I’ve been doing a lot hardware stuff recently. I didn’t know much about hardware when I started and I like learning, so this is a lot of fun for me. Let me introduce you to a project I’ve been doing some work on lately called Opensky.
Opensky is an open source hardware and software RC receiver that speaks the Frsky D8 protocol, so it interoperates with Frsky Taranis. To the right is an Opensky receiver I built and use on one of my smaller flying things.
My contributions to Opensky so far have been small. I documented the hardware requirements (BOM) in case someone else wanted to build one and added a few firmware features. I made it easier to bind to a transmitter after flashing the firmware and added RSSI PPM injection since I like the way that works in OpenLRSng.
Failsafe is critical for a remote control system, and Opensky’s failsafe works reasonably well, but can be a bit tricky to set up correctly. The existing failsafe detects a loss of radio link and sets all channels to 1000μS and continues these pulses. The problem is that I’m getting about 995μS pulses at minimum, so the failsafe value is actually higher than my lowest transmitted value. The flight controller can’t know that the connection is down without some odd tweaking, so the failsafe ends up not being very safe in this case.
Last week’s project was writing a couple Saleae Logic analyzer plugins for helping me analyze this sort of thing. I didn’t actually have an application at the time, but I figured it’d be fun. As it turns out, my CPPM analyzer was helpful in figuring out how to make a better failsafe last night.
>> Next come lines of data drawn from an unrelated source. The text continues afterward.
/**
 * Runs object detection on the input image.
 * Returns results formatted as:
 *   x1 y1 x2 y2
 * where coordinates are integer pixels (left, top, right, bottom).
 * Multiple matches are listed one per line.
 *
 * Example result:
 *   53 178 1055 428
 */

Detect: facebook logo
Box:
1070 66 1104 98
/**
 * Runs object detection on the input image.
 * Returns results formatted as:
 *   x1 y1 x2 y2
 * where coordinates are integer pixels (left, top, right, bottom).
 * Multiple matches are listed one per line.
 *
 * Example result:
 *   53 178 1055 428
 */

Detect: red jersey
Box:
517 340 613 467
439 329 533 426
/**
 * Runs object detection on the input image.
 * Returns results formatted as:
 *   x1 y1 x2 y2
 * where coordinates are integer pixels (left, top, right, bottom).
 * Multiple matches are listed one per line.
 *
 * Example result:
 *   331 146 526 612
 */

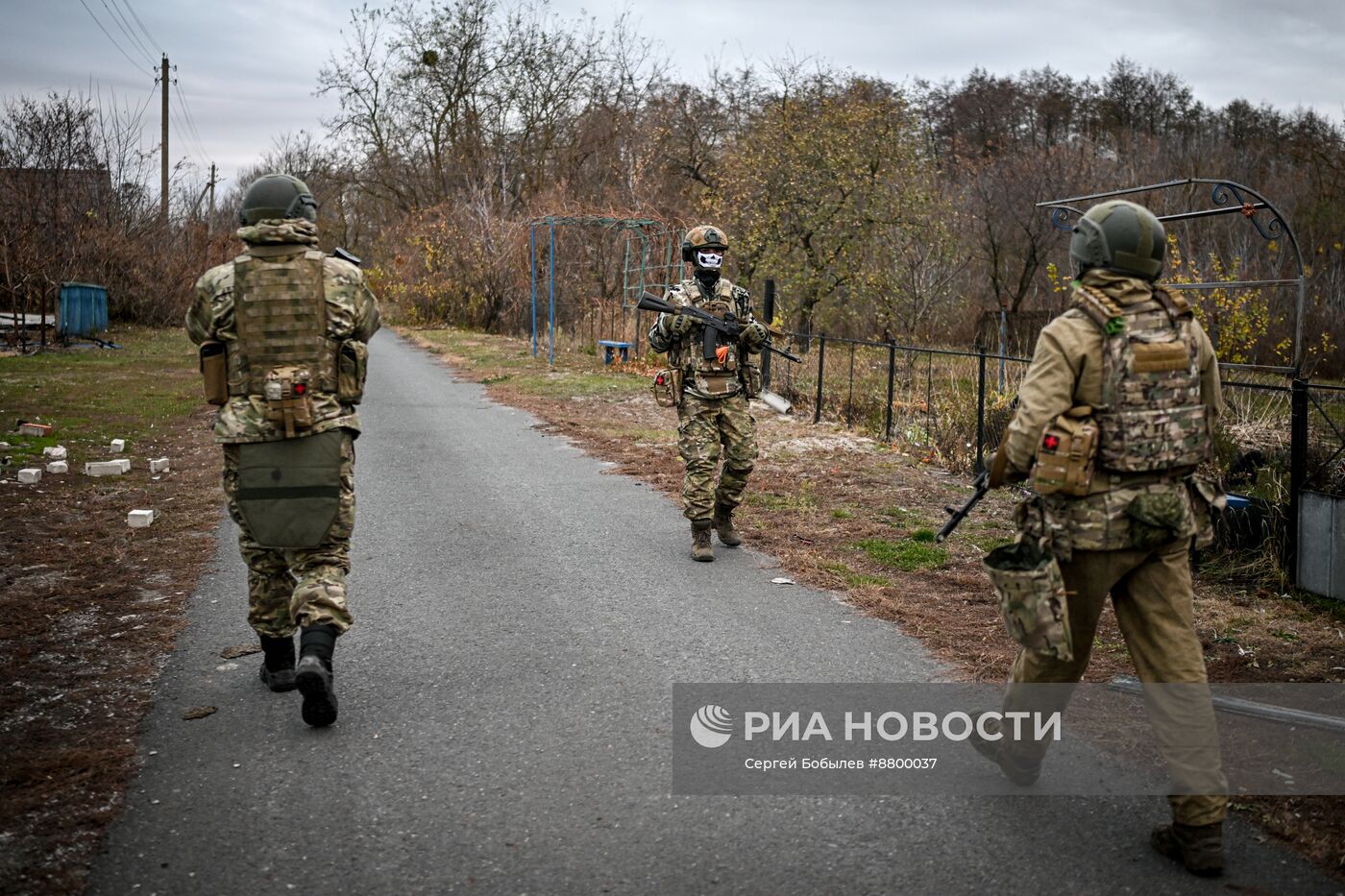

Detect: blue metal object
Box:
57 282 108 336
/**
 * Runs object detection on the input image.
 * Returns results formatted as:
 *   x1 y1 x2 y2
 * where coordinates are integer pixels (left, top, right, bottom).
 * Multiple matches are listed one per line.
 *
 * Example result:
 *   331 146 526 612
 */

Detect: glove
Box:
743 320 770 350
659 315 692 336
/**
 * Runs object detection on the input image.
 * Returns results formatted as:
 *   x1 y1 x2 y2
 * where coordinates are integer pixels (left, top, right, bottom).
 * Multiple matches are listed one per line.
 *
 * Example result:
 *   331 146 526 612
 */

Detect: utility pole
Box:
206 161 215 237
159 53 168 225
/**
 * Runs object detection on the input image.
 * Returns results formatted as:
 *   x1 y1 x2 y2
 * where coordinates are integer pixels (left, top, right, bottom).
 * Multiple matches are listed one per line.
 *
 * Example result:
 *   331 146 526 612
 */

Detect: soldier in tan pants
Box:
972 202 1228 875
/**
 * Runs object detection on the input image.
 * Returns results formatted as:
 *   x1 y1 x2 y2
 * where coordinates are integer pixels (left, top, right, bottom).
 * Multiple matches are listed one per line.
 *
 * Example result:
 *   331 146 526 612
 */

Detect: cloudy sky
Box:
0 0 1345 190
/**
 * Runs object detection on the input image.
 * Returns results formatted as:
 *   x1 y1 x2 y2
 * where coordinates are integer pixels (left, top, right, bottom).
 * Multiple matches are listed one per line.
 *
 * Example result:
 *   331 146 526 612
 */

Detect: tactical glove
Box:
659 315 692 336
743 320 770 350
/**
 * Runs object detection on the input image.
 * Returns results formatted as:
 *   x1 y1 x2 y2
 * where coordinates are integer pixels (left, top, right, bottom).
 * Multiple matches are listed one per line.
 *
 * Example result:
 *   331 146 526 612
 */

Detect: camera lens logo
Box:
692 704 733 749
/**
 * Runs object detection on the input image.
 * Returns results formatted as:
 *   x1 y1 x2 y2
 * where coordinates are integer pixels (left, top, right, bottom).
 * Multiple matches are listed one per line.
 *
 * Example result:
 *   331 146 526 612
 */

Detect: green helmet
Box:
1069 199 1167 279
239 174 317 225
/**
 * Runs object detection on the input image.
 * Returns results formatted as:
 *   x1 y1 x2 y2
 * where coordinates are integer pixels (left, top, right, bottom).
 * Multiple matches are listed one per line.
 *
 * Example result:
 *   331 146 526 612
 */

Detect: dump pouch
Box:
652 367 682 407
336 339 369 405
201 342 229 406
1032 405 1097 496
985 540 1075 662
238 429 346 549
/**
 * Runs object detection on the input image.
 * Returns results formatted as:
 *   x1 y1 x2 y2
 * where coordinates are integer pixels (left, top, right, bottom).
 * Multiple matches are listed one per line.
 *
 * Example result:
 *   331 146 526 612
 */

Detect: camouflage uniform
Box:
187 219 379 638
649 278 760 523
1001 269 1228 825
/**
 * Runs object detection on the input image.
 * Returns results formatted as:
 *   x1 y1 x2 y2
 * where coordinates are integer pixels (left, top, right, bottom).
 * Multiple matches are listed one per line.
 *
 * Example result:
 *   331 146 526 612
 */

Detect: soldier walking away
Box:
649 225 770 563
187 174 379 726
972 201 1228 876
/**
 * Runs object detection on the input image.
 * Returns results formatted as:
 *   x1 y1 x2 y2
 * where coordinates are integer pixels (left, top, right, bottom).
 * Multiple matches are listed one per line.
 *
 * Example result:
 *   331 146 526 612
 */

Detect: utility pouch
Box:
238 429 347 549
1032 405 1097 496
262 367 313 439
336 339 369 405
739 362 761 399
1126 491 1186 550
983 540 1075 662
201 342 229 406
652 367 682 407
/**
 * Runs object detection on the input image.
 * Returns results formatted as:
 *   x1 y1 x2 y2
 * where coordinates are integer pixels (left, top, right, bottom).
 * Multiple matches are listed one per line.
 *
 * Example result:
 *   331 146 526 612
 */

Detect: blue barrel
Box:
57 282 108 336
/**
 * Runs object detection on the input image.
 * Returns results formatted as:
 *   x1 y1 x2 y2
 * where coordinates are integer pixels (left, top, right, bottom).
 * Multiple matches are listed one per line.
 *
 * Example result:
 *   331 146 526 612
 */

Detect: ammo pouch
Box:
1032 405 1097 496
652 367 682 407
739 362 761 399
983 540 1075 662
1126 491 1186 550
201 342 229 406
238 429 347 549
336 339 369 405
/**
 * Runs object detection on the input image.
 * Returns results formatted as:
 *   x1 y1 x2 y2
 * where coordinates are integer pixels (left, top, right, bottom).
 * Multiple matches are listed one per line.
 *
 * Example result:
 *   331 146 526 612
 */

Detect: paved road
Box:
91 333 1338 896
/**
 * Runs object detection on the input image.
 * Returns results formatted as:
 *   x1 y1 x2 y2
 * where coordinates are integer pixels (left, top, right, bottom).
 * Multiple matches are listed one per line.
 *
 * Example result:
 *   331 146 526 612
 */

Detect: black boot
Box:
259 626 295 694
295 625 336 728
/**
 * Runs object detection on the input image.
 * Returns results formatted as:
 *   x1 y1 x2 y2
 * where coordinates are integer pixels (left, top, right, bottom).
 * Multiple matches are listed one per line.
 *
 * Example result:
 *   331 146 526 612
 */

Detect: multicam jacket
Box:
1005 269 1224 557
187 219 379 443
649 278 756 399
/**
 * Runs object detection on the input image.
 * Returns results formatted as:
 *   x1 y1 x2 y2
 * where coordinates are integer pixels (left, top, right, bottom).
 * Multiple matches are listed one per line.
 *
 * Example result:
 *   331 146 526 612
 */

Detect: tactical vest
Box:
669 278 749 394
1073 284 1211 472
229 246 336 396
First, I took at look at what the d4r-ii “no pulses” failsafe looked like on the wire. It’s not exactly what I expected, but shortly after turning off my transmitter, the signal line went high and stayed there:
Getting the Opensky to do that was a small bit of code, but I’d kind of screwed myself over on the programming aspect.
The Opensky RX is based on Arduino in the sense that it uses at atmega328p microcontroller and uses the arduino toolkit for building the firmware images. The receiver itself has a UART exposed and can be programmed directly from the Arduino software if you include the boot loader.
But of course, I didn’t do that when I made mine. So I had to rig up an ICSP setup with the soldering of a bunch of tiny bits of wire and metal, some chip clips, and a bunch of other crap that ended up looking like the thing to the left.
You can’t really see all the detail in the mess, but the one wire mast that has to be dropped approximately into the center of the board is non-trivial. But it worked. As a favor to my future self, I went ahead and added the arduino bootloader.
Adding the arduino bootloader provides a couple major advantages. First, I can program the thing without all that wiring difficulty. But also, I can actually interact with the thing’s serial port for debugging and stuff. I figured I’d give this a go.
To the right, you can see the current version of my opensky dev kit. I installed a single right angle pin to get to DTR off the Opensky RX itself, and then just used a six pin female connector to plug it in. I added male connectors to access all the individual pins, but ran a common ground across the board.
The board also has a 3v3 regulator to run the RX off a battery as well as another six pin female connector (and breakout male pins) that allow me to plug a CP2102 (USB/UART adaptor) breakout board in. Of course, the serial port and DTR are already wired up. You just need one jumper wire to specify the desired power source (battery or the CP2102’s 3v3 output).
Hopefully this allows me to do some more dev on this thing since there are more things I’d like to do.
In the meantime, here are a couple of pictures of how I’m using one of these in real life:
I attached the Opensky RX directly to an afromini. The RX itself requires 3V3 (any more and you kill the radio), so I removed the input voltage pin I had an ran a bit of 30AWG silicone wire to the output of the LDO that provides power to the main processor on the flight controller. This worked out pretty well:
The above is the control system for my 190mm quad which has been quite fun to fly. The RSSI over PPM lets me verify I’m not getting a weakened control signal (on OSD) as I fly around.
If you want to make an Opensky RX yourself, check out the [hardware][openskyrx] page for the list of parts to get started along with a couple boards from oshpark. There’s more documentation to write, but I found enough to get stuff working quite well.
This stuff keeps me busy. I feel like have no idea what I’m doing, but in the end, the things I make fly (and help others make things fly). That’s very rewarding.